Last month, I wrote a story for the Village Voice about the challenges facing early college schools, schools that partner with local universities to offer students a taste of college while they’re still in high school. One major challenge, I reported, is that the schools can’t always maintain space on or near the campus of their partner colleges, threatening the collaborations.
Last week, developments occurred at two of the schools I mentioned in the article that underscore the relationship between location and identity for early college schools. The Daily News reported that Middle College High School at LaGuardia Community College is likely to stay in its current home on the campus of the college because the Department of Education is moving to purchase the building. The real estate deal has not been finalized, but the department has come to an agreement with the owner, DOE spokesman Will Havemann told me on Friday.

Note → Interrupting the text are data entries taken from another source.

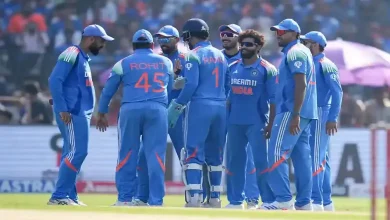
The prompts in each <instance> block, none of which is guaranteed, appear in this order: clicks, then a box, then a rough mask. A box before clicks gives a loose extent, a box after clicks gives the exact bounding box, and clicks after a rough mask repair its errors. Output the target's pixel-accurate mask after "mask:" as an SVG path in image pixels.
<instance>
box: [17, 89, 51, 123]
mask: <svg viewBox="0 0 390 220" xmlns="http://www.w3.org/2000/svg"><path fill="white" fill-rule="evenodd" d="M23 98H24V102H23V104H24V114H23V116H22V120H21V123H22V124H52V121H53V111H52V109H51V106H50V105H49V102H48V99H45V98H44V97H43V96H42V94H41V93H40V91H39V85H38V84H37V83H36V82H27V83H25V85H24V97H23Z"/></svg>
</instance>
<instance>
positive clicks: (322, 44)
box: [301, 31, 327, 47]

Also on Friday, parents at an early college school in a different borough were responding to news about their school’s future location. A cadre of parents from Bronx Early College Academy traveled to City Hall Friday afternoon to protest a move planned for their school that would quadruple its distance from its partner college, Lehman College. The parents were protesting both the site, in the building of IS 166, a large middle school that is closing because of poor performance, and the process by which the DOE selected it, according to leader Annabel Wright, who estimated that about 20 parents made the trip to Lower Manhattan.

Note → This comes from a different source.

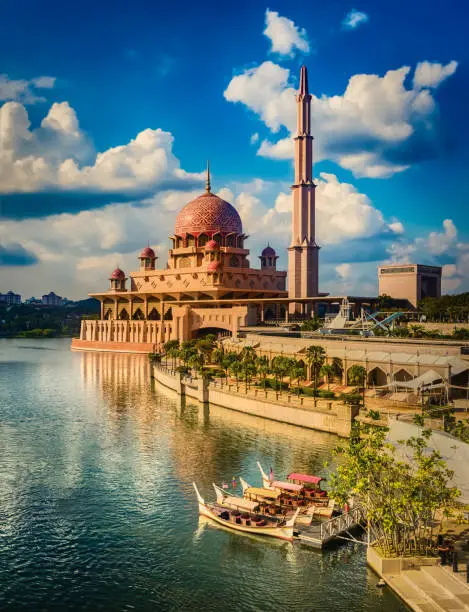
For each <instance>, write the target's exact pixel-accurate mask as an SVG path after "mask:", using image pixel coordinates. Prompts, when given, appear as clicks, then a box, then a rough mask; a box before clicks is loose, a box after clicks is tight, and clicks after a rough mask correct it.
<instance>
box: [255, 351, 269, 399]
mask: <svg viewBox="0 0 469 612" xmlns="http://www.w3.org/2000/svg"><path fill="white" fill-rule="evenodd" d="M256 366H257V372H258V374H259V376H260V377H261V378H262V382H263V386H264V391H265V386H266V382H267V376H268V375H269V374H270V373H271V371H272V370H271V368H270V365H269V360H268V359H267V357H266V356H265V355H261V356H260V357H257V359H256Z"/></svg>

BECA parents say the new site won’t allow for a robust collaboration between the school and Lehman College. Parent Annabel Wright, who said she chose the school because of its early college model, told me the commute by DOE-provided bus between IS 166 and Lehman will take a big chunk out of BECA’s extended school day, which runs until 4:30 p.m. (She estimated that the commute, with traffic, could take more than half an hour each way. Mapquest.com says the drive should take about 15 minutes each way.)
Wright, who said she chose BECA because of its early college model, told me she though the school’s newly strong leadership would not be able to make up for the distance. “I feel like there will be success, but it doesn’t allow for the ultimate success of what can happen in this program,” she said.

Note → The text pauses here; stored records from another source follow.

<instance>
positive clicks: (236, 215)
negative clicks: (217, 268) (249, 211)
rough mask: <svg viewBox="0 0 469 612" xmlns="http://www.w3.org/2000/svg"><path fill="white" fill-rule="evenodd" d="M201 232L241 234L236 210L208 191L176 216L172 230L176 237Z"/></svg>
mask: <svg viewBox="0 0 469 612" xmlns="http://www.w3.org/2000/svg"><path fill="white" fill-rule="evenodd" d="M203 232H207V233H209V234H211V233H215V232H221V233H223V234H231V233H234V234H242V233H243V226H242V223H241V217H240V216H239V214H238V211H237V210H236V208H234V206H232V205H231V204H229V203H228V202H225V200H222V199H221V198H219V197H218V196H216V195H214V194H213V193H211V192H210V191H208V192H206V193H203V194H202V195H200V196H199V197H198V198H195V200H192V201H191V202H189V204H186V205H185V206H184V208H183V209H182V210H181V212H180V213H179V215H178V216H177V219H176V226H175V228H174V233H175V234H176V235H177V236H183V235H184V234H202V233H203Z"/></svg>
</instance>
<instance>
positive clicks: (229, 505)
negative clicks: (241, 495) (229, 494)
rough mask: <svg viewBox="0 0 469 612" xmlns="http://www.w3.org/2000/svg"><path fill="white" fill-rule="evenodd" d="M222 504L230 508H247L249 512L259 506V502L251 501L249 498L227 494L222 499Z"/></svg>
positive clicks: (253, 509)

In my Village Voice article, I quoted the principal of a college-partnered school in Staten Island, who told me that commuting by bus and car to their classes at the College of Staten Island hasn’t been a problem for her students. And Cass Conrad, who heads the early college initiative for the City University of New York, told me she hoped that schools and colleges would develop innovative solutions for the logistical problems posed by distance.
Wright and another BECA parent I spoke to, Ibrahim Bah, also said they were disappointed that the DOE chose the site before they had a change to visit it. Havemann said the engagement process about the new site had long preceded the DOE’s decision to move BECA into the IS 166 building. Last year, the Post reported that BECA parents had been told that the school might not be able to add high school grades unless it found a larger site. The space that the school is vacating in Riverdale is being turned into an annex space for an overcrowded elementary school there, the Riverdale Press reported back in January.
Wright said BECA should never have been put in the position of being given a location that’s far away from Lehman College. “When this school was in development four years ago, there should have been a permanent plan,” she said. “[The DOE is] opening all these schools with great programs. They need to think about the sites.”
CORRECTED: The original version of this post incorrectly identified the name of the school where BECA is moving.